If a song is a "dud", you can play it until the listeners ears bleed and it won't sell any better - and your ratings will suffer as well. Bad is bad, no matter how many times you play it. Along the same lines, you can run ads repeatedly for a pizza place, but if the pizza sucks the ads aren't going to fix that.
Sorry, but that is dead bang wrong. While you cannot turn a total stiff into a hit, if a song gets any airplay, even if it is a total piece of crap, it will sell better than it would sell without airplay. That doesn't mean it will be a hit. But a song destined to sell maybe 1,000 copies at best when the band who recorded it pushes it at gigs would increase sales to maybe 10 or 20 times that with radio airplay. That would not make it a hit. It wouldn't even crack the Top 200.
But it would sell better with airplay than it would without.
Along those same lines, if you run ads repeatedly for a pizza place, but the pizza sucks, that pizza place will get large numbers of new, first-time customers who order a pizza. When they discover that it sucks, then they won't come back a second time, but until words gets around that their pizza sucks, lots of ads will bring in new, unsuspecting customers.

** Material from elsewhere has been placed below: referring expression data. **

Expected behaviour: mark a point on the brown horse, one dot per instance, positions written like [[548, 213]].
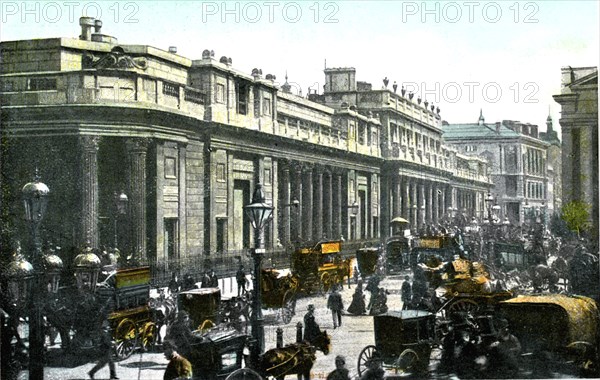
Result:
[[295, 358]]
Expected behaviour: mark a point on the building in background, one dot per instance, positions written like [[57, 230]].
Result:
[[187, 140], [518, 162], [579, 125]]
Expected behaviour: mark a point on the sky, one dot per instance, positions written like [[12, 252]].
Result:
[[501, 57]]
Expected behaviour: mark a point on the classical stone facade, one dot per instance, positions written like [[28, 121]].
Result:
[[518, 162], [187, 141], [579, 125]]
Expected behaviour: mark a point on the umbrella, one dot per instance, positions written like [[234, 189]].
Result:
[[399, 219]]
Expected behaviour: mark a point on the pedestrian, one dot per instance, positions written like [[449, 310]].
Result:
[[188, 282], [340, 372], [240, 277], [406, 293], [178, 367], [205, 280], [174, 284], [214, 280], [105, 352], [311, 328], [374, 370], [357, 306], [336, 305]]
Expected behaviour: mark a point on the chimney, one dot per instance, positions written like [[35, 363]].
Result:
[[86, 24]]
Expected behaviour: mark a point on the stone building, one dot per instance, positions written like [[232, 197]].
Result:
[[579, 125], [518, 162], [187, 141]]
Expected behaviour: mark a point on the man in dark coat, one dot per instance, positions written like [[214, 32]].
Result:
[[336, 305], [178, 367], [406, 293], [311, 328]]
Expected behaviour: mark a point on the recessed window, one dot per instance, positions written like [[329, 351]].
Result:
[[170, 167]]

There's a story about that principle. A guy is walking along a street and he hears people behind a wooden wall chanting "12, 12, 12, 12, 12". The guy sees a little peep hole, so he looks through, and gets poked in the eye with a stick. As he walks on, the new chant is "13, 13, 13, 13, 13". Good aavertising will get people to look through the peep hole, no matter what's on the other side.
Besides, the real issue is that people working in radio need to convince people in a position to decide where ad money should be spent need to promote the idea that radio advertising works, even if that's a lie. Radio stations don't make money by convincing clients that the client's product sucks. They make money by convincing them that radio will work for them better than any other medium.